Moosavi began his talk by outlining what he would discuss, emphasizing a focus on the content of his last chapter. Giving a brief account of the Iran-Iraq War, Moosavi geographically and historically centers the audience in the 1980s in the marshlands that run along the Iran-Iraq border.
He illustrated how Ba’athist Iraq and a theocratic Islamic Iran came to clash, and how, after eight years of fighting, the war ended with no clear winner or territorial change.
In an interview after the release of his book, Moosavi discussed how the war and the literature that came from it gave him questions he needed to answer.

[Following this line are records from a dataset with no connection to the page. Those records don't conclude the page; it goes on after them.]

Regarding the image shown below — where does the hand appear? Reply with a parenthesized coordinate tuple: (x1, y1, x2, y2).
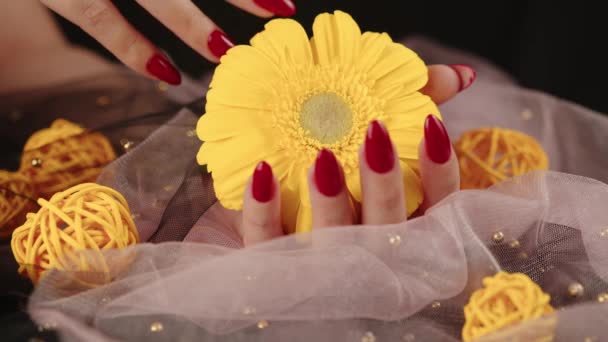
(40, 0, 296, 85)
(198, 64, 474, 246)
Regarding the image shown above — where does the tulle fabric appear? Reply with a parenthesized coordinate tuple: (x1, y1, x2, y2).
(26, 37, 608, 341)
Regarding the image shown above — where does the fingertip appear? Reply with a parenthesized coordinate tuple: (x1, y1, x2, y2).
(421, 64, 476, 104)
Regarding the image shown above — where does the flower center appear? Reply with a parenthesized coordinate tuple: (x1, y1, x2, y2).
(299, 92, 353, 144)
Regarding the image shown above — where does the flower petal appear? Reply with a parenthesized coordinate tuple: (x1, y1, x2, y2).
(295, 203, 313, 233)
(368, 42, 428, 97)
(197, 110, 273, 142)
(345, 167, 362, 202)
(251, 18, 313, 66)
(311, 11, 361, 65)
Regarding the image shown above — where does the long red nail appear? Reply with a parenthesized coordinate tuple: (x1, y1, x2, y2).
(448, 64, 476, 91)
(208, 30, 235, 59)
(424, 114, 452, 164)
(314, 149, 343, 197)
(252, 161, 274, 202)
(365, 120, 395, 174)
(146, 53, 181, 85)
(253, 0, 296, 16)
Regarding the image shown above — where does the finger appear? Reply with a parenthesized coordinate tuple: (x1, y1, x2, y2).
(421, 64, 477, 104)
(135, 0, 235, 62)
(360, 121, 407, 225)
(241, 162, 283, 246)
(226, 0, 296, 18)
(309, 149, 353, 229)
(40, 0, 181, 85)
(418, 114, 460, 212)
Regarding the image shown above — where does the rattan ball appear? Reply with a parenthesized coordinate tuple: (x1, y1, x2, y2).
(11, 183, 139, 284)
(0, 171, 37, 239)
(19, 119, 116, 199)
(454, 128, 549, 189)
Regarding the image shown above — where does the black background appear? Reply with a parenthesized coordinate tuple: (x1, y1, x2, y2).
(54, 0, 607, 114)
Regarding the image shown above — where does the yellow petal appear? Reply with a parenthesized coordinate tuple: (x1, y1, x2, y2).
(207, 46, 284, 111)
(251, 19, 313, 66)
(197, 110, 273, 142)
(368, 42, 428, 97)
(345, 167, 362, 202)
(400, 160, 424, 216)
(357, 32, 392, 73)
(311, 11, 361, 65)
(295, 203, 313, 233)
(280, 185, 300, 235)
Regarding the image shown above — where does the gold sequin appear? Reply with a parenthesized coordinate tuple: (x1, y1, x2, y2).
(120, 139, 134, 152)
(508, 239, 520, 248)
(388, 233, 402, 246)
(38, 322, 57, 332)
(131, 213, 141, 220)
(245, 275, 257, 281)
(96, 95, 111, 107)
(520, 109, 534, 120)
(431, 301, 441, 309)
(402, 333, 416, 342)
(600, 228, 608, 237)
(584, 337, 598, 342)
(257, 320, 269, 329)
(492, 231, 504, 243)
(157, 82, 169, 92)
(163, 185, 174, 192)
(361, 331, 376, 342)
(568, 282, 584, 297)
(186, 129, 197, 137)
(597, 292, 608, 303)
(31, 158, 42, 168)
(242, 306, 257, 315)
(99, 297, 110, 304)
(517, 252, 528, 260)
(150, 321, 164, 332)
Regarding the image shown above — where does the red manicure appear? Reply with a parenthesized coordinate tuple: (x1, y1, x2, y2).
(252, 161, 274, 202)
(424, 114, 452, 164)
(146, 53, 181, 85)
(448, 64, 476, 91)
(314, 149, 343, 197)
(253, 0, 296, 16)
(208, 30, 235, 59)
(365, 120, 395, 174)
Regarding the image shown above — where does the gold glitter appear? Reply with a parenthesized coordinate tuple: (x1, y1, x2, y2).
(257, 320, 269, 329)
(584, 337, 598, 342)
(99, 297, 110, 304)
(568, 282, 584, 297)
(96, 95, 111, 107)
(186, 129, 197, 137)
(131, 213, 141, 220)
(120, 139, 134, 152)
(31, 158, 42, 168)
(150, 321, 164, 332)
(361, 331, 376, 342)
(431, 301, 441, 309)
(597, 292, 608, 303)
(520, 109, 534, 120)
(242, 306, 257, 315)
(517, 252, 528, 260)
(163, 185, 174, 192)
(245, 275, 257, 281)
(600, 228, 608, 237)
(388, 233, 402, 246)
(492, 231, 504, 243)
(508, 239, 520, 248)
(402, 333, 416, 342)
(157, 82, 169, 92)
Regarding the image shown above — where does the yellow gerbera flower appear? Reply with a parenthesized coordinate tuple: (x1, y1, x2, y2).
(197, 11, 440, 233)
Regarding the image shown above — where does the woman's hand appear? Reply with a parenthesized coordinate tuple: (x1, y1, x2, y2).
(199, 64, 474, 246)
(40, 0, 296, 85)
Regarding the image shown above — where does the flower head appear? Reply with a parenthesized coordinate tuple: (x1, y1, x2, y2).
(197, 11, 439, 232)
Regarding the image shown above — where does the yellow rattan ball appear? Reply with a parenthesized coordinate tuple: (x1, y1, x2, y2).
(462, 272, 554, 341)
(19, 119, 116, 199)
(0, 171, 37, 239)
(454, 128, 549, 189)
(11, 183, 139, 284)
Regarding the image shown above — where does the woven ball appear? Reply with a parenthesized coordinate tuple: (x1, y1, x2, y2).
(0, 171, 37, 239)
(19, 119, 116, 199)
(11, 183, 139, 284)
(454, 127, 549, 189)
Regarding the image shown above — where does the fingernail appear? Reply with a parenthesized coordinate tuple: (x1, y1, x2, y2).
(253, 0, 296, 16)
(448, 64, 476, 91)
(146, 53, 181, 85)
(365, 120, 395, 174)
(314, 149, 343, 197)
(252, 161, 274, 202)
(424, 114, 452, 164)
(208, 30, 235, 59)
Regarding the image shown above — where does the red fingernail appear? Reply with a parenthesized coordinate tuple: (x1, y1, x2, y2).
(424, 114, 452, 164)
(208, 30, 235, 59)
(146, 53, 181, 85)
(253, 0, 296, 16)
(252, 161, 274, 202)
(448, 64, 476, 91)
(314, 149, 343, 197)
(365, 120, 395, 174)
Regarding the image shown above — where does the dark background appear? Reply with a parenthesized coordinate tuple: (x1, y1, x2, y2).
(54, 0, 607, 114)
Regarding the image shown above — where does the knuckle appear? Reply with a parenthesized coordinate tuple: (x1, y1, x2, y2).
(80, 0, 112, 30)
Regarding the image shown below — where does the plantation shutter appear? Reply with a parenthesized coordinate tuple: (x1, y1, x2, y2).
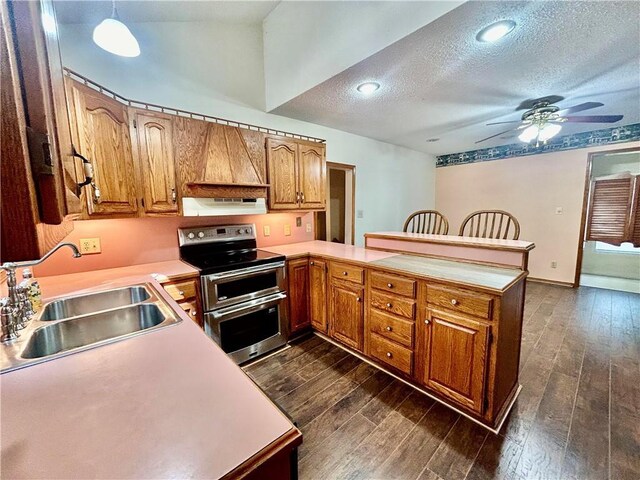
(585, 173, 635, 246)
(630, 176, 640, 246)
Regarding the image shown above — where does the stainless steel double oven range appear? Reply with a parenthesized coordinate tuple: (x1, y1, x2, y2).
(178, 224, 288, 364)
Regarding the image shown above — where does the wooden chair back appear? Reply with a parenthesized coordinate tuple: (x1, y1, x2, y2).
(458, 210, 520, 240)
(403, 210, 449, 235)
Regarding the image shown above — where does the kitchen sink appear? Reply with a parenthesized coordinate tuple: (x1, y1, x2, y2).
(40, 286, 151, 321)
(22, 304, 170, 359)
(0, 283, 181, 373)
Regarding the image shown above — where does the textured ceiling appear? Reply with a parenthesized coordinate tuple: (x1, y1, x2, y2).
(54, 0, 280, 25)
(272, 1, 640, 155)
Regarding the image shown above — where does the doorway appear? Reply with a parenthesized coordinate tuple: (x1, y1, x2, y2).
(575, 147, 640, 293)
(316, 162, 355, 244)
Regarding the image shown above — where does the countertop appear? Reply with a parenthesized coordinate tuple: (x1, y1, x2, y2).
(0, 262, 297, 479)
(365, 232, 535, 252)
(264, 241, 524, 292)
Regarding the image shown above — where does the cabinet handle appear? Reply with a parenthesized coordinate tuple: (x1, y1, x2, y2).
(178, 290, 184, 296)
(386, 326, 392, 332)
(386, 302, 392, 308)
(424, 319, 430, 325)
(91, 182, 101, 204)
(171, 188, 177, 204)
(356, 297, 361, 302)
(386, 352, 393, 358)
(387, 283, 393, 288)
(301, 191, 305, 203)
(343, 271, 348, 276)
(310, 261, 314, 266)
(191, 310, 196, 317)
(296, 192, 300, 203)
(451, 299, 458, 306)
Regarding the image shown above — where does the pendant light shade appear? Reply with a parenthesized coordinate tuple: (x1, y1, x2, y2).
(93, 1, 140, 57)
(518, 123, 562, 143)
(518, 125, 539, 143)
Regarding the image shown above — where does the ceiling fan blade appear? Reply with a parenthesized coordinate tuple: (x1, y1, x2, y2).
(476, 128, 519, 144)
(557, 102, 604, 115)
(486, 120, 521, 126)
(561, 115, 624, 123)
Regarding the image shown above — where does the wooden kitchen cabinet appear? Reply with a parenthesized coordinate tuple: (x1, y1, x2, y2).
(160, 276, 203, 328)
(287, 258, 311, 335)
(266, 138, 326, 211)
(329, 279, 364, 352)
(309, 258, 327, 332)
(131, 110, 178, 215)
(66, 78, 138, 217)
(417, 308, 490, 415)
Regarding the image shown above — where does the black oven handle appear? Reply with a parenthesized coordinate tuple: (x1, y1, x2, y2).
(210, 292, 287, 321)
(205, 261, 286, 283)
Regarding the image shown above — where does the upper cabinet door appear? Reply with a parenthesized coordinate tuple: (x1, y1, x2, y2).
(267, 138, 299, 210)
(67, 79, 138, 216)
(298, 143, 326, 209)
(133, 111, 178, 215)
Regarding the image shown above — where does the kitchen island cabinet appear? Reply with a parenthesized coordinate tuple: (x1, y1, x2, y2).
(268, 240, 529, 431)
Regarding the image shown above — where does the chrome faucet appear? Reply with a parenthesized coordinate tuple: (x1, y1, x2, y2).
(1, 242, 81, 342)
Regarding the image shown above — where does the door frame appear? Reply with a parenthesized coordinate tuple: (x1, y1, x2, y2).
(573, 146, 640, 287)
(318, 161, 356, 245)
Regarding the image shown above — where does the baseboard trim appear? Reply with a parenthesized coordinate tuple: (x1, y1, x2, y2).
(527, 277, 574, 288)
(313, 331, 519, 434)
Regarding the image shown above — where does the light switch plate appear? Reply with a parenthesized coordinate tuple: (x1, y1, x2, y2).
(79, 238, 101, 255)
(306, 223, 312, 233)
(263, 225, 271, 237)
(296, 217, 302, 227)
(284, 224, 291, 236)
(357, 210, 364, 219)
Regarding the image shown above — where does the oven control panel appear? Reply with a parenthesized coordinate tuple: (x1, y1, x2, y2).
(178, 224, 255, 245)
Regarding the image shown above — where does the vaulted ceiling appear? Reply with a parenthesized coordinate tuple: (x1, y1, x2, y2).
(272, 1, 640, 155)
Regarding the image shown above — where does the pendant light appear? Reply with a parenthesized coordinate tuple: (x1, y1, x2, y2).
(93, 0, 140, 57)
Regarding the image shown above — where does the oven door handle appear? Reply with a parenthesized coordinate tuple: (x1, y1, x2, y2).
(206, 261, 286, 282)
(210, 292, 287, 321)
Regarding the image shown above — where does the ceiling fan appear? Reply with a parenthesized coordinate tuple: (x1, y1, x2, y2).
(476, 96, 624, 146)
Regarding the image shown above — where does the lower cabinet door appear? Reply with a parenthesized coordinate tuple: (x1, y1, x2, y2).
(329, 281, 364, 351)
(420, 309, 490, 415)
(309, 258, 327, 332)
(287, 258, 310, 334)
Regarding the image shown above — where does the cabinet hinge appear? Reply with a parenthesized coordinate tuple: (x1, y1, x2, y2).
(133, 119, 137, 129)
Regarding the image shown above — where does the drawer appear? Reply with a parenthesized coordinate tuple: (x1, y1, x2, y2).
(369, 332, 413, 375)
(369, 309, 414, 348)
(370, 271, 416, 298)
(330, 262, 364, 285)
(163, 279, 197, 302)
(426, 284, 494, 320)
(370, 290, 415, 319)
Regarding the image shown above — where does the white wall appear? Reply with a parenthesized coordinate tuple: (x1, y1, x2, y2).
(59, 21, 436, 246)
(262, 1, 462, 110)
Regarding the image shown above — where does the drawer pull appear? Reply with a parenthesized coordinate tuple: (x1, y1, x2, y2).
(386, 326, 392, 331)
(387, 283, 393, 288)
(386, 302, 392, 308)
(310, 261, 314, 265)
(386, 352, 393, 358)
(451, 299, 458, 306)
(178, 290, 184, 296)
(343, 271, 348, 276)
(356, 297, 362, 302)
(191, 310, 196, 317)
(424, 319, 430, 324)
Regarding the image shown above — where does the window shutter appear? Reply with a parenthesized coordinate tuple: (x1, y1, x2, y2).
(630, 176, 640, 247)
(585, 173, 634, 246)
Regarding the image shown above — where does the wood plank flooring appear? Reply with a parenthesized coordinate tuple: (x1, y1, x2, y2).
(243, 282, 640, 480)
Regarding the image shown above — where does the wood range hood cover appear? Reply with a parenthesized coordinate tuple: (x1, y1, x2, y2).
(175, 116, 270, 200)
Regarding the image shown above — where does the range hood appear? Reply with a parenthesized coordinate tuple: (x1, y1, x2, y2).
(182, 197, 267, 216)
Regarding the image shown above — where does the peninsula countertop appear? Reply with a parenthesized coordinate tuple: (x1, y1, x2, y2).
(0, 262, 298, 479)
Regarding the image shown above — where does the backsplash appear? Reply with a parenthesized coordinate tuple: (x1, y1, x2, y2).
(33, 213, 314, 277)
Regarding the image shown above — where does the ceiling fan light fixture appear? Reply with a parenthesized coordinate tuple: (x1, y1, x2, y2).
(538, 123, 562, 142)
(93, 1, 140, 57)
(518, 125, 539, 143)
(476, 20, 516, 43)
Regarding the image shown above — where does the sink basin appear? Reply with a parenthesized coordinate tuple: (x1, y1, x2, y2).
(22, 304, 172, 359)
(40, 286, 151, 321)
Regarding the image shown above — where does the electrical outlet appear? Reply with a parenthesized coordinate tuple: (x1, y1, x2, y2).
(79, 238, 101, 254)
(284, 224, 291, 236)
(555, 207, 563, 215)
(306, 223, 312, 233)
(296, 217, 302, 227)
(357, 210, 364, 219)
(263, 225, 271, 237)
(551, 260, 557, 269)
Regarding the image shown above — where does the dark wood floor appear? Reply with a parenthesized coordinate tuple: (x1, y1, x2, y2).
(243, 282, 640, 480)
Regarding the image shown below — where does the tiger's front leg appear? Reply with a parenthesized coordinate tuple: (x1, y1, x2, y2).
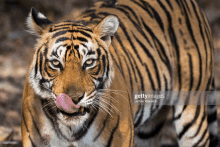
(21, 118, 34, 147)
(103, 64, 134, 147)
(173, 105, 209, 147)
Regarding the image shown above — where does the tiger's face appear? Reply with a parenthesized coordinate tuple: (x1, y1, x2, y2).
(27, 8, 119, 129)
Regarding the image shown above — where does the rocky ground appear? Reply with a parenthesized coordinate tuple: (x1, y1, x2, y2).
(0, 0, 219, 147)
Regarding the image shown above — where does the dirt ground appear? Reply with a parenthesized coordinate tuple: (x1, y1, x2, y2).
(0, 0, 219, 147)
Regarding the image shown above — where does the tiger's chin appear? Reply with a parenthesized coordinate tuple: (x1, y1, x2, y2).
(57, 106, 90, 127)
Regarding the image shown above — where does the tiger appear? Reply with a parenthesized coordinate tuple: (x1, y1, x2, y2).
(21, 0, 218, 147)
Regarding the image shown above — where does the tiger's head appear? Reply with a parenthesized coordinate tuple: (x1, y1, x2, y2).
(26, 8, 119, 129)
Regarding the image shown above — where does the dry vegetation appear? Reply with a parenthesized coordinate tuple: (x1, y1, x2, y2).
(0, 0, 219, 146)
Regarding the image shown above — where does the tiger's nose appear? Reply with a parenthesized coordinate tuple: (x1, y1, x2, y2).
(71, 93, 85, 104)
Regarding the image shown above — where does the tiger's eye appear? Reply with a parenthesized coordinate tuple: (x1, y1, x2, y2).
(85, 59, 94, 65)
(52, 60, 60, 66)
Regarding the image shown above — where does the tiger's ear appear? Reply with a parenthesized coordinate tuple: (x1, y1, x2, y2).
(26, 7, 52, 36)
(94, 15, 119, 47)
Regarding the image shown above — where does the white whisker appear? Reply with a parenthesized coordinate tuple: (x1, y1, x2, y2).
(97, 92, 118, 103)
(97, 90, 129, 102)
(98, 98, 119, 114)
(94, 101, 112, 117)
(98, 89, 127, 93)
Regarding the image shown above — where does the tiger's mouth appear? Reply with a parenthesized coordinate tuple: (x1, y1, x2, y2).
(59, 106, 89, 117)
(56, 93, 90, 117)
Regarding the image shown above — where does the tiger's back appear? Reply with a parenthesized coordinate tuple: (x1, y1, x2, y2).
(77, 0, 215, 146)
(79, 0, 213, 93)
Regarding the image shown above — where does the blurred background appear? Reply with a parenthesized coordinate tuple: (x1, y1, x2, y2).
(0, 0, 219, 146)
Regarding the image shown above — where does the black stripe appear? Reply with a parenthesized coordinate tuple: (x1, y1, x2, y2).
(152, 36, 171, 76)
(62, 20, 72, 22)
(146, 64, 156, 91)
(127, 51, 138, 83)
(72, 23, 85, 27)
(106, 115, 120, 147)
(44, 47, 54, 77)
(178, 105, 201, 139)
(47, 64, 56, 72)
(114, 18, 146, 91)
(114, 34, 139, 85)
(157, 0, 181, 90)
(200, 136, 209, 147)
(93, 40, 109, 83)
(64, 49, 69, 62)
(204, 20, 213, 52)
(205, 76, 212, 91)
(29, 137, 37, 147)
(123, 55, 134, 92)
(173, 105, 186, 120)
(54, 24, 72, 28)
(179, 0, 203, 91)
(184, 92, 191, 106)
(39, 52, 44, 77)
(181, 0, 192, 16)
(208, 110, 217, 124)
(175, 0, 184, 15)
(91, 61, 101, 75)
(55, 37, 71, 43)
(165, 0, 173, 10)
(41, 99, 66, 141)
(52, 44, 67, 58)
(134, 105, 142, 125)
(93, 104, 111, 141)
(66, 45, 74, 62)
(112, 36, 135, 83)
(190, 106, 206, 138)
(188, 53, 193, 91)
(87, 50, 96, 56)
(111, 40, 126, 80)
(97, 48, 101, 60)
(164, 75, 168, 91)
(118, 5, 141, 25)
(134, 105, 144, 128)
(191, 0, 208, 73)
(52, 30, 68, 38)
(141, 18, 172, 77)
(137, 120, 165, 139)
(140, 0, 165, 32)
(22, 111, 29, 133)
(103, 49, 110, 79)
(115, 7, 154, 48)
(77, 28, 93, 33)
(22, 111, 37, 147)
(128, 51, 145, 91)
(74, 107, 99, 141)
(192, 128, 208, 147)
(133, 33, 159, 90)
(131, 0, 153, 18)
(150, 99, 155, 116)
(68, 30, 91, 38)
(52, 27, 70, 32)
(81, 43, 87, 48)
(27, 103, 42, 140)
(76, 37, 88, 42)
(35, 47, 42, 77)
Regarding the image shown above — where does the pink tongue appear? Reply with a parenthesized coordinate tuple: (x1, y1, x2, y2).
(56, 93, 80, 114)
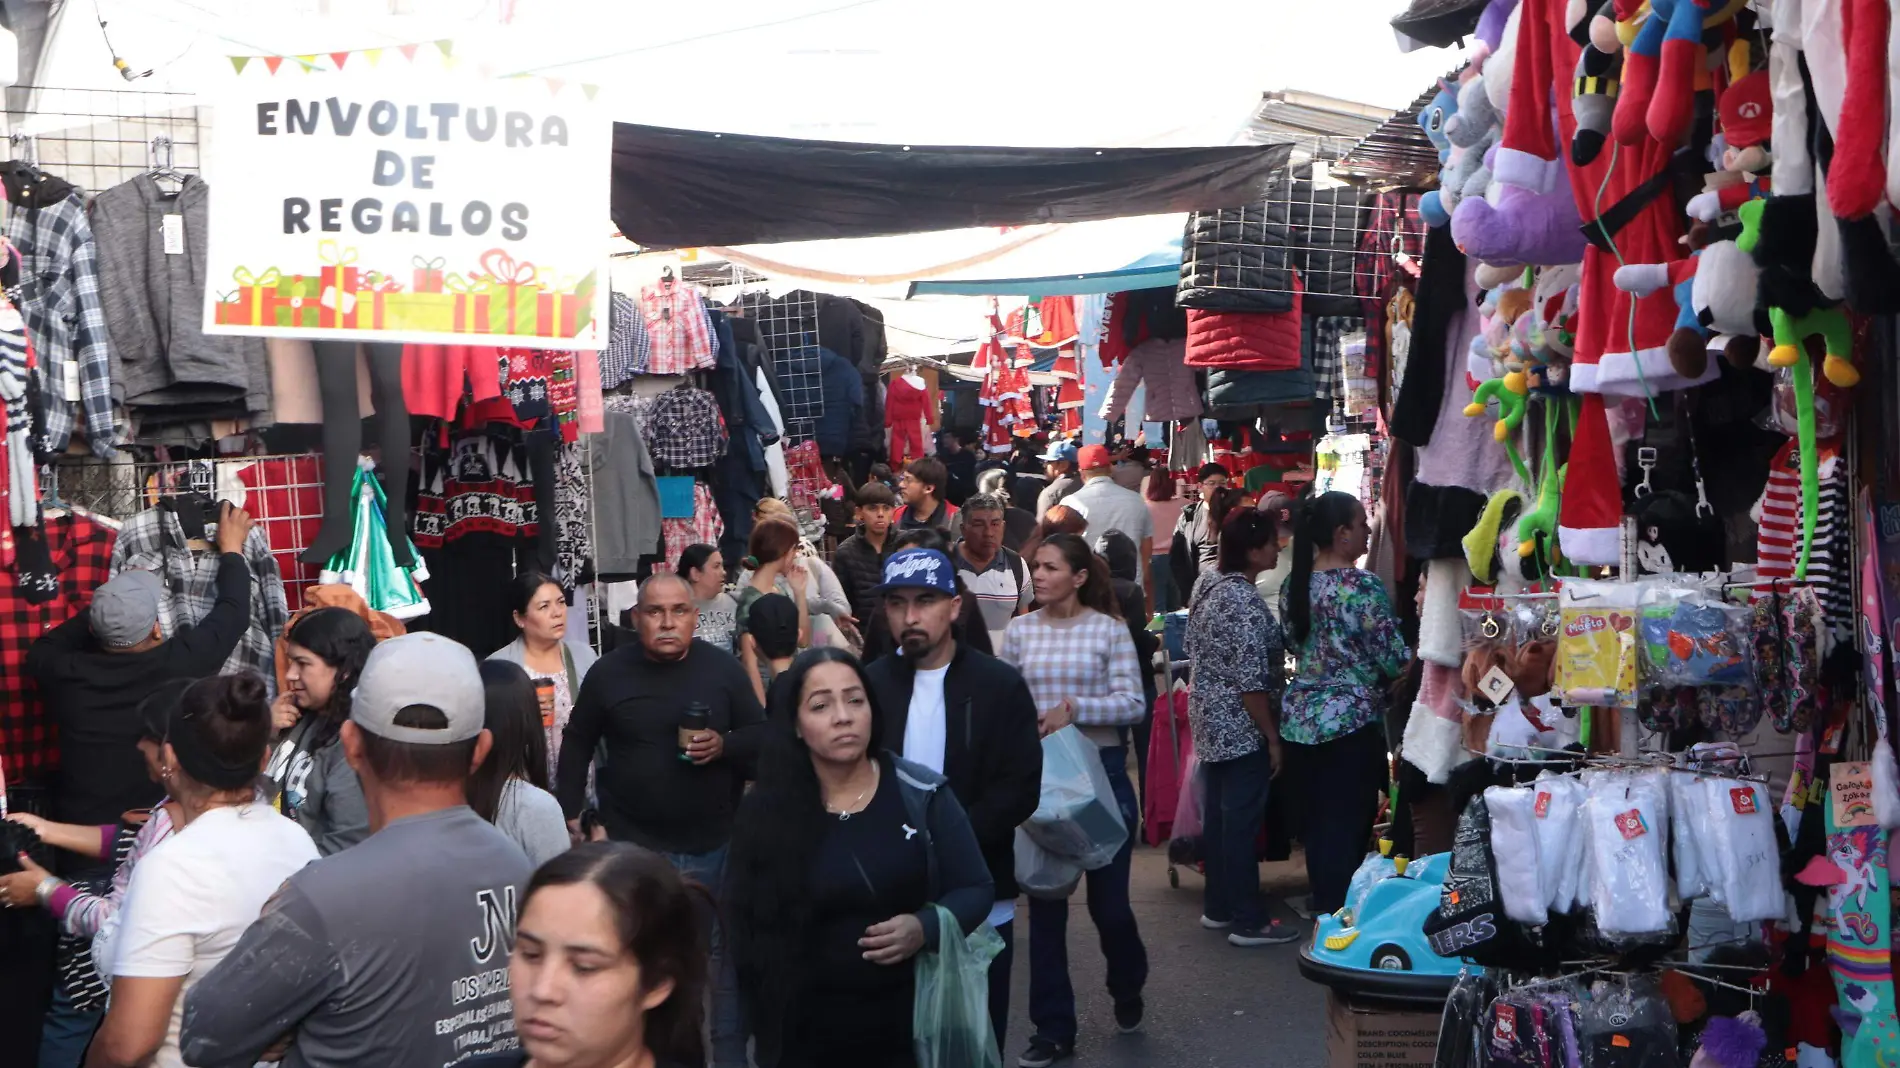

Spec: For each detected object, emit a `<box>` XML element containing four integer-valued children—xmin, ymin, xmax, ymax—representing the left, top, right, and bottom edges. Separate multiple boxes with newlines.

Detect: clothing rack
<box><xmin>3</xmin><ymin>86</ymin><xmax>202</xmax><ymax>193</ymax></box>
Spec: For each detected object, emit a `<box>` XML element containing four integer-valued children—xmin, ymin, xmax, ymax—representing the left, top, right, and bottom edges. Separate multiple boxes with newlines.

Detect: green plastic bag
<box><xmin>912</xmin><ymin>904</ymin><xmax>1003</xmax><ymax>1068</ymax></box>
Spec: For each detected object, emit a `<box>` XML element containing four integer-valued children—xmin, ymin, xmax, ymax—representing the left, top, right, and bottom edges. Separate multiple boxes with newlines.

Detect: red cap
<box><xmin>1719</xmin><ymin>72</ymin><xmax>1771</xmax><ymax>149</ymax></box>
<box><xmin>1076</xmin><ymin>444</ymin><xmax>1112</xmax><ymax>470</ymax></box>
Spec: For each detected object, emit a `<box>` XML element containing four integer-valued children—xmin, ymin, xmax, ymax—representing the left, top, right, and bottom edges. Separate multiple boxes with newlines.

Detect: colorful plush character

“I wanted to write a book about something I kept seeing in Iranian and Iraqi fiction: writers returning to this war and the effects it had on their countries,” Moosavi said. “It seemed to me that the ways each government tightly controlled the war narrative during the war years foisted a responsibility upon writers from both countries to write the story of this war anew, outside the terms of the two ‘official’ literatures that were produced abundantly during the 1980s.”
Moosavi then highlighted the goals he had for his first book. He wanted to introduce English readers to the Iran-Iraq War’s impact on the region’s literature, highlight the contemporary fiction that promoted robust social and political debates and propose the war as a tool for studying Persian and Arabic literature comparatively.
Sami Suhwail, graduate student studying Middle Eastern studies, was one student present at the event.
“I found out about the topic earlier today, and I am interested in that area of the Middle East, so I thought it would be something interesting to hear his thoughts and hear about the comparisons,” Suhwail said. “It was a lot of information, a lot to take in.”
Moosavi highlighted key passages from the works he’s studied that talk about the legacy of the war. He read two passages from a collection of short stories, “No Windmills in Basra” by Iraqi author Diaa Jubaili, whose stories include elements of magical realism.
Moosavi ended with a quote from writer Viet Thanh Nguyen: “All wars are fought twice, the first time on the battlefield, the second time in memory.”
Calderwood said that while many students study Arabic and Persian, very few students study them together.
“The speaker was encouraging students to treat Arabic and Persian literatures in conversation with each other,” Calderwood said. “And actually, that’s quite rare.”
Following a few questions, the event wrapped up with closing remarks and applause from the audience.